Mayor Bloomberg’s commencement address to graduates of Johns Hopkins University School of Medicine today underlined some of his core beliefs, which once again put him clearly at odds with conservative Republicans on some of the country’s most deeply felt issues.
He avowed his “unwavering allegiance to the power of science and a profound commitment to use that power to help people” (sub in technology for science and you have the Bloomberg philosophy.)
The speech, as prepared, continues:
“You can see “political science” at work when it comes to global warming. Despite near unanimity in the science community there’s now a movement – driven by ideology and short-term economics – to ignore the evidence and discredit the reality of climate change…”
“You can see “political science” at work with respect to stem cell research. Despite its potential, the federal government has restricted funding for creating new cell lines – putting the burden of any future research squarely on the shoulders of the private sector. Government’s most basic responsibility, however, is the health and welfare of its people, so it has a duty to encourage appropriate scientific investigations that could possibly save the lives of millions…”

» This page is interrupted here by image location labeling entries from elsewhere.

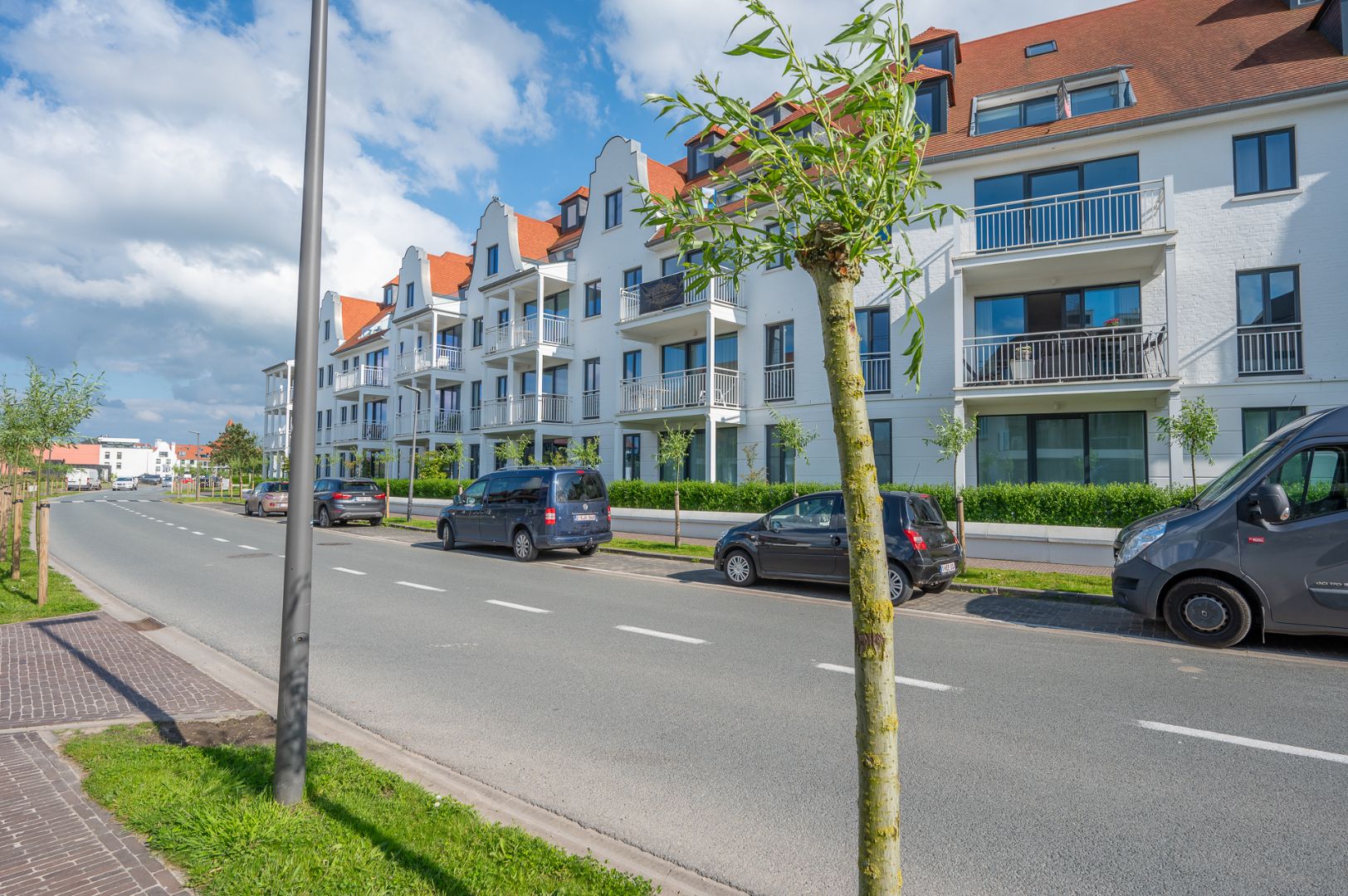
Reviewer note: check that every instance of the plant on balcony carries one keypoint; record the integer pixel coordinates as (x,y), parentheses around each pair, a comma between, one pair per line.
(673,450)
(832,189)
(1194,429)
(792,436)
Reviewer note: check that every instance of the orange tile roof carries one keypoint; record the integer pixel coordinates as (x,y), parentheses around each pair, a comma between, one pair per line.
(356,314)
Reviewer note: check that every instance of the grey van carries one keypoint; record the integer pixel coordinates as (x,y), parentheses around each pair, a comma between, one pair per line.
(530,509)
(1263,543)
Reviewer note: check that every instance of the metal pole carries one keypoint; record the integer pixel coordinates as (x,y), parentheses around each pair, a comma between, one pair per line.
(293,691)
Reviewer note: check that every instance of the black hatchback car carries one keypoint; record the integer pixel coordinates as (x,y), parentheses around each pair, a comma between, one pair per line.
(806,539)
(530,509)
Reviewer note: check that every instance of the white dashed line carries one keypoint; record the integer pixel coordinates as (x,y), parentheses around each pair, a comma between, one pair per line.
(898,679)
(425,587)
(1246,742)
(682,639)
(520,606)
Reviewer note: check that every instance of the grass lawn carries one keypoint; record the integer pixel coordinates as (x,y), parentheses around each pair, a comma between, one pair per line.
(362,829)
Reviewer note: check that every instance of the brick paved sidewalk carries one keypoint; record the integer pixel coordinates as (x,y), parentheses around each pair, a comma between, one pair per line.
(65,671)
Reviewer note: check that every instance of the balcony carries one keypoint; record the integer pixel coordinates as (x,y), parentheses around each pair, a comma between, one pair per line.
(522,410)
(680,392)
(1268,349)
(529,332)
(1067,356)
(779,382)
(362,376)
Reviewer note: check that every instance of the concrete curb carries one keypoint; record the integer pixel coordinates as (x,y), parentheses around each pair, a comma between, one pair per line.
(491,803)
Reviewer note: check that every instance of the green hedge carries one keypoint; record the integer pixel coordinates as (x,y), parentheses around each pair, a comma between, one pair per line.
(1037,504)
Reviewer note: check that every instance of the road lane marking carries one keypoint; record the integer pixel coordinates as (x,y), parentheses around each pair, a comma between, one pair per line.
(520,606)
(682,639)
(898,679)
(425,587)
(1246,742)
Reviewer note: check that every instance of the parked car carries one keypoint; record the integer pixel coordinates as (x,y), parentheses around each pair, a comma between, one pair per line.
(1262,543)
(531,509)
(266,499)
(337,500)
(805,539)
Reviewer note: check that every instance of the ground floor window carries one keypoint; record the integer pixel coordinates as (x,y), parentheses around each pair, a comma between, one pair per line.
(1258,423)
(1062,448)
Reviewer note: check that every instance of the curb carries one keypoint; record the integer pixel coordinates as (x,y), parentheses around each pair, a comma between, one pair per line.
(490,802)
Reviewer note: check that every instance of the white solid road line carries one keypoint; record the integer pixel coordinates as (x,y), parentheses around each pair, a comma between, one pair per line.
(684,639)
(1246,742)
(898,679)
(425,587)
(520,606)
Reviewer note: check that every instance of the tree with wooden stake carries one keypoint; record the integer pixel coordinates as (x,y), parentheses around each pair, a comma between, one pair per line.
(672,449)
(1194,429)
(833,189)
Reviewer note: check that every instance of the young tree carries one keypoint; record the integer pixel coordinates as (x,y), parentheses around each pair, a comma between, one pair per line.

“Political science” knows no limits. Was there anything more inappropriate than watching political science try to override medical science in the Terry Schiavo case?..”
“And it boggles the mind that nearly two centuries after Darwin, and 80 years after John Scopes was put on trial, this country is still debating the validity of evolution.”
So is it really any wonder that he is not attending the state Republican convention this week? I mean, does anyone still think that, deep down, on almost any major social issues, Mike is at all Republican?
UPDATE: Due to inexplicable brainfreeze, the original posting here referred to the “Republican convention in Buffalo.” That’s about 420 miles off.
Sorry for the confusion, and thanks once again to the comments section for catching the error.